On October 6, Dominic Raab, the new Justice Secretary and a British politician suggested that misogyny can be directed at both men and women. The comment came after Boris Johnson ruled out misogyny as a hate crime. The Prime Minister of Britain said that tackling rape and domestic violence is his number one priority.
“That is what I am focused on. To be perfectly honest, if you widen the scope of what you ask the police to do, you will just increase the problem,” he said while adding that he wants police to focus on “very real crimes“.
He used words like “very real” at least two times to narrow down to the question: Is misogyny not very real? Are women wasting the precious time of the state by asking not to be prejudiced against? or hated?
Over this, Raab confidently dictates the meaning of misogyny without once taking the effort to google for the factual one.
After Dominic Raab’s comment on the BBC Breakfast on the meaning of misogyny, the conversation on what it actually means has stirred up again. Netizens are pointing out where he went wrong.
“Misogyny is absolutely wrong, whether it’s a man against a woman, or a woman against a man” pic.twitter.com/fTmPWkb9VU
— James Felton (@JimMFelton) October 6, 2021
What is Misogyny?
According to the Merriam-Webster English dictionary, misogyny means hatred of, aversion to or prejudice against women.
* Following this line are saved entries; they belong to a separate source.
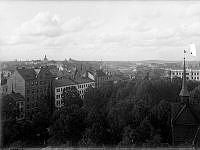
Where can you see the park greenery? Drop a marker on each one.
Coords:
(127, 114)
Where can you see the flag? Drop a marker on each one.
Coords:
(193, 49)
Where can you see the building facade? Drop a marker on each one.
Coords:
(34, 84)
(99, 77)
(191, 74)
(81, 84)
(185, 120)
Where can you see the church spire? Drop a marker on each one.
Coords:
(184, 94)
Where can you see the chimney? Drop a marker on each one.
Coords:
(184, 94)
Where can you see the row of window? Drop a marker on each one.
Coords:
(32, 83)
(33, 105)
(195, 77)
(66, 88)
(180, 73)
(36, 91)
(58, 103)
(85, 85)
(81, 92)
(79, 86)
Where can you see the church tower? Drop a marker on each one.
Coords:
(184, 94)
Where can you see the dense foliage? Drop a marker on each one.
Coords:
(130, 113)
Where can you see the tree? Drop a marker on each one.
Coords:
(68, 121)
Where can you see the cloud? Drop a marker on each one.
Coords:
(43, 24)
(78, 24)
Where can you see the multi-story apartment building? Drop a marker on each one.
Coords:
(191, 74)
(81, 84)
(34, 84)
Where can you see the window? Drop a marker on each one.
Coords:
(58, 90)
(57, 96)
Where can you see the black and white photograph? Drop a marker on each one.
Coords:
(100, 74)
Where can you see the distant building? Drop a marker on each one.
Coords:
(185, 121)
(34, 84)
(99, 77)
(45, 59)
(13, 106)
(191, 74)
(81, 84)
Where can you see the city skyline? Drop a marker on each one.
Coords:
(108, 30)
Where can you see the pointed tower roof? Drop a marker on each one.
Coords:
(184, 91)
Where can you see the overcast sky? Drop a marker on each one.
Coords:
(107, 30)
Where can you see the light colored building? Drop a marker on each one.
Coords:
(34, 84)
(99, 77)
(191, 74)
(81, 84)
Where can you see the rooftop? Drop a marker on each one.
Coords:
(63, 82)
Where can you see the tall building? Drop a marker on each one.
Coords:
(34, 84)
(185, 121)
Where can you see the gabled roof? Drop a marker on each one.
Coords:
(63, 82)
(27, 74)
(30, 74)
(16, 96)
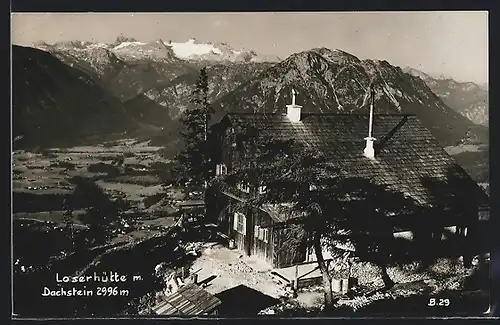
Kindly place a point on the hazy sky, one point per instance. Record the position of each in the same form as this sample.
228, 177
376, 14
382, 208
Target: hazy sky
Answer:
449, 43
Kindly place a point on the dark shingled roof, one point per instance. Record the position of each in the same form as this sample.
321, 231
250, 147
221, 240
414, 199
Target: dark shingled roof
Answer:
188, 300
408, 157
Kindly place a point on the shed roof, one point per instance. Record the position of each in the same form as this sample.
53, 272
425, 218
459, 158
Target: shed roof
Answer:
188, 300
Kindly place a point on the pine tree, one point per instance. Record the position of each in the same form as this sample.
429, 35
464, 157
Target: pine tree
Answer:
194, 159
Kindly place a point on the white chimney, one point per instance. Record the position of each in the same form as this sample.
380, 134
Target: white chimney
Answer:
293, 111
369, 149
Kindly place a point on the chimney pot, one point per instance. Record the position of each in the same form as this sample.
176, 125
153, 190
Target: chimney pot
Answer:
369, 151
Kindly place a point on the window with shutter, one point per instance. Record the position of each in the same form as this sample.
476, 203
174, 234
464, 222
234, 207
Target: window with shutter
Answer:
240, 223
220, 169
483, 214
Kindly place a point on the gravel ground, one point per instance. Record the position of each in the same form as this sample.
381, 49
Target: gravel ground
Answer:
231, 270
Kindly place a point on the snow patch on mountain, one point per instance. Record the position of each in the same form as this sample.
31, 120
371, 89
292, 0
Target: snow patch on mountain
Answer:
191, 48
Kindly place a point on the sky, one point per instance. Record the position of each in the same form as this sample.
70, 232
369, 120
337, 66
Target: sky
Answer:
452, 44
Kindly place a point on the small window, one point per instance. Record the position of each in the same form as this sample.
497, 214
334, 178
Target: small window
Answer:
261, 233
483, 214
244, 188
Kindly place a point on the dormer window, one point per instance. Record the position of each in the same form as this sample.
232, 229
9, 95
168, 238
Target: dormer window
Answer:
220, 169
244, 187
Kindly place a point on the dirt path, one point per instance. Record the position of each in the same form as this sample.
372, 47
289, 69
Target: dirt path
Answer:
231, 271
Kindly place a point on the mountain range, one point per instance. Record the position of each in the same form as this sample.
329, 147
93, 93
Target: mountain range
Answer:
71, 90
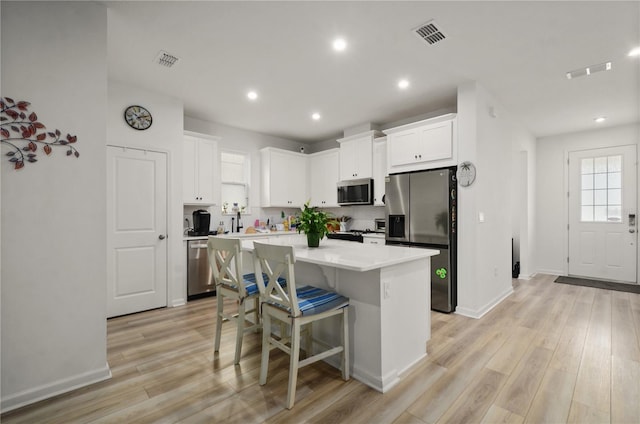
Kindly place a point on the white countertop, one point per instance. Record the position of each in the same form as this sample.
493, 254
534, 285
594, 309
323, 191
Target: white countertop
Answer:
347, 254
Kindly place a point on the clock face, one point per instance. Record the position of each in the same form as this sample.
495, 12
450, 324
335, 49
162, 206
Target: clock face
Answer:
466, 174
138, 117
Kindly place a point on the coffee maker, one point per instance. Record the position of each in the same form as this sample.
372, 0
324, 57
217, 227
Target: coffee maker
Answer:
201, 221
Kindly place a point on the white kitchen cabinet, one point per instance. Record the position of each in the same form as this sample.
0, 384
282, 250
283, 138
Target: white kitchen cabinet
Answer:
200, 178
284, 178
379, 169
356, 156
323, 178
426, 144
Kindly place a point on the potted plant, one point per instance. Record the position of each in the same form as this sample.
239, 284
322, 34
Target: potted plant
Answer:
313, 223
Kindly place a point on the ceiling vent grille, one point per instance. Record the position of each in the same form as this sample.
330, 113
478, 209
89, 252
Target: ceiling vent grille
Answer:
430, 33
583, 72
166, 59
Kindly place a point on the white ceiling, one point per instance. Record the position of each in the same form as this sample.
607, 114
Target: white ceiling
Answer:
519, 51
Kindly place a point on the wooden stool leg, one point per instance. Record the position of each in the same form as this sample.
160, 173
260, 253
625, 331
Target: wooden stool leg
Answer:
256, 313
293, 363
345, 343
218, 321
239, 332
266, 337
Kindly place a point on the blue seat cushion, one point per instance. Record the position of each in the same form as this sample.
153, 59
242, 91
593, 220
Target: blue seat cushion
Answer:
313, 300
251, 285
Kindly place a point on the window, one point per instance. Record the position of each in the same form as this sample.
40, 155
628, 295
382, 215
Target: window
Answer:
234, 169
601, 185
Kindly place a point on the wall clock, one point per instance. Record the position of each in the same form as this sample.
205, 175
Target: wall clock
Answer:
466, 174
138, 117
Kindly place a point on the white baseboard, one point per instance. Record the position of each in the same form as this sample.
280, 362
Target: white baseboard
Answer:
177, 302
551, 271
46, 391
480, 312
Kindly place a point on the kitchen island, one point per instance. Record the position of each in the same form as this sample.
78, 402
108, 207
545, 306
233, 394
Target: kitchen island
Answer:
390, 301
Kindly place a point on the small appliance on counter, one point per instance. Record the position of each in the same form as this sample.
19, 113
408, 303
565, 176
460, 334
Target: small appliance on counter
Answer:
380, 224
201, 222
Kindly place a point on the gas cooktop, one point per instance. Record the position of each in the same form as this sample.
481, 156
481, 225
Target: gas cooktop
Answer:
353, 235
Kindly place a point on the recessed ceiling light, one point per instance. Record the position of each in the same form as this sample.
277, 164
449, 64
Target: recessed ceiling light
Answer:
339, 44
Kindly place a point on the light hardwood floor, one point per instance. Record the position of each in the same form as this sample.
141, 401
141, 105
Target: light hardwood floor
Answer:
550, 353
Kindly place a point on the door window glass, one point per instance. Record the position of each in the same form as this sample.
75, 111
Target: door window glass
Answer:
601, 189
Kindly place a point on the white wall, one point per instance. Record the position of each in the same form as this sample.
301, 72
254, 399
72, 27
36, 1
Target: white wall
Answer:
551, 214
523, 206
164, 135
485, 136
53, 211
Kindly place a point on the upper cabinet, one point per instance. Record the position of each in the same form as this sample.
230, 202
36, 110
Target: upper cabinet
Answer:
284, 178
323, 178
200, 185
379, 169
426, 144
356, 156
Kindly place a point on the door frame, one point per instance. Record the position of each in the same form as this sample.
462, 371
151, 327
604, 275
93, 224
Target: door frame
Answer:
565, 201
174, 297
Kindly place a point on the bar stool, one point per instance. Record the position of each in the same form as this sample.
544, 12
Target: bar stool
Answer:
225, 258
297, 306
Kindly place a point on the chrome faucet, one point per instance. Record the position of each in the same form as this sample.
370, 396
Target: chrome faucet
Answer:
238, 223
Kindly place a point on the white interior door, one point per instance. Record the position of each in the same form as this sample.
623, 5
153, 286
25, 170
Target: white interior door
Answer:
136, 230
602, 214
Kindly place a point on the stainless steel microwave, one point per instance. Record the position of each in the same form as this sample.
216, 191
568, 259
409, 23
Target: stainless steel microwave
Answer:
355, 192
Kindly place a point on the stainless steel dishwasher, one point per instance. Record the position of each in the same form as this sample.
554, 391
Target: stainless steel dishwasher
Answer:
199, 275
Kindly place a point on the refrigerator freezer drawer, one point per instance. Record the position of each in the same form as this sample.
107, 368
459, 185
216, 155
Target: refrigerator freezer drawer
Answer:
441, 288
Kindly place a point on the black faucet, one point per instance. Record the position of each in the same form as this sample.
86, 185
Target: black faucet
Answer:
238, 223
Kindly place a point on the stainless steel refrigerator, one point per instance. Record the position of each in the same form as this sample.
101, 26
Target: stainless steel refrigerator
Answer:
421, 212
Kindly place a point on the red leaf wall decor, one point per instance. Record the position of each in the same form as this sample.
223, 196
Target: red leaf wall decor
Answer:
23, 143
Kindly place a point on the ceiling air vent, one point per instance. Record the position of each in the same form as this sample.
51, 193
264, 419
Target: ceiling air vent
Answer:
430, 33
165, 59
583, 72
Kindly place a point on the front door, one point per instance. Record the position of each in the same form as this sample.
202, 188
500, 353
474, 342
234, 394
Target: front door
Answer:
603, 214
136, 230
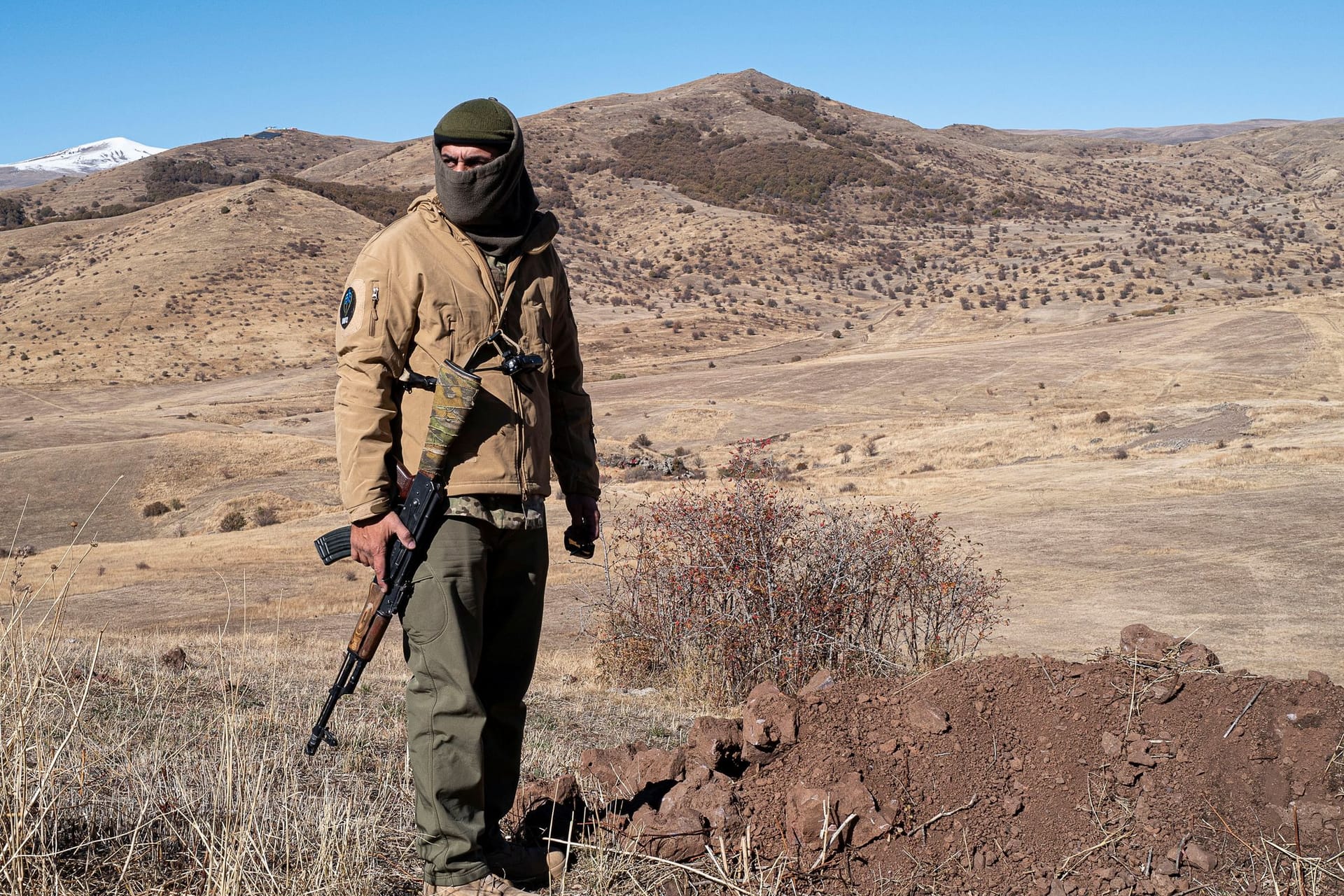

How to use it in a statement: The idea that women love to shop on men’s money is misogynistic in nature, telling women that they cannot drive is misogyny, not listening to your boss because she is a woman is misogyny, etc.
The word originates from the Ancient Greek word, misogunia used by many philosophers in 150 BC. People who believe or act on this prejudice are known as misogynists.
Take another example, that of Niccolo Machiavelli and what he writes in his book, The Prince. The chapter title read- How a state is ruined because of women. Maybe Machiavelli too was not aware of what misogyny means like our politicians?
This comment by Raab is not unfamiliar to Indian readers. Men, particularly ones in power who make headlines in India, have multiple such instances where they have ended up making a misogynistic statement against women in the garb of ‘protecting’ them. That is the saviour complex- bechari auraat?
In 2014, forget protecting, the Samajwadi Party chief Mulayam Singh Yadav said, “Boys will be boys, mistakes can be made.” This comment was in reference to Yadav’s opposition to capital punishment in rape cases. He said that girls befriend boys, then due to differences file rape charges while accepting boys make mistakes. “So should we hang them?” he said in a rally at Moradabad.
Things don’t change in case the woman in conversation is a powerful one. Dayashankar Singh, leader of Bharatiya Janta Party (BJP) compared Bahujan Samaj Party chief and former Chief Minister of Uttar Pradesh, Mayawati with a prostitute. He said that even a prostitute fulfils her commitment after getting paid. But Mayawati, such a big leader in UP, sells party tickets to anyone who pays her the highest amount.” Singh told reporters, repeatedly using the word “vaishya” in Hindi, which means ‘prostitute.’
The Prime Minister of India too was questioned a few years ago for how he congratulated Prime Minister of Bangladesh, Sheikh Hasina for her zero tolerance towards terrorism. He reportedly added, “despite being a woman.” Can women leaders not fight terrorism?
— Sona Mohapatra (@sonamohapatra) June 8, 2015
Going back to Boris’s comment on misogyny, several police forces within Britain have adopted misogyny or gender as a form of hate crime. It includes Nottinghamshire, North Yorkshire, Avon and Somerset, according to a report by iNews, UK.
Associate Professor Loretta Trickett of Nottingham Law School in a report said that Boris Johnson’s comment display an unwillingness to listen to women’s experiences and recognise the crimes against women are misogyny driven.
By including misogyny as hate crime, one recognises that most of these crimes against women come from a space of hostility towards women.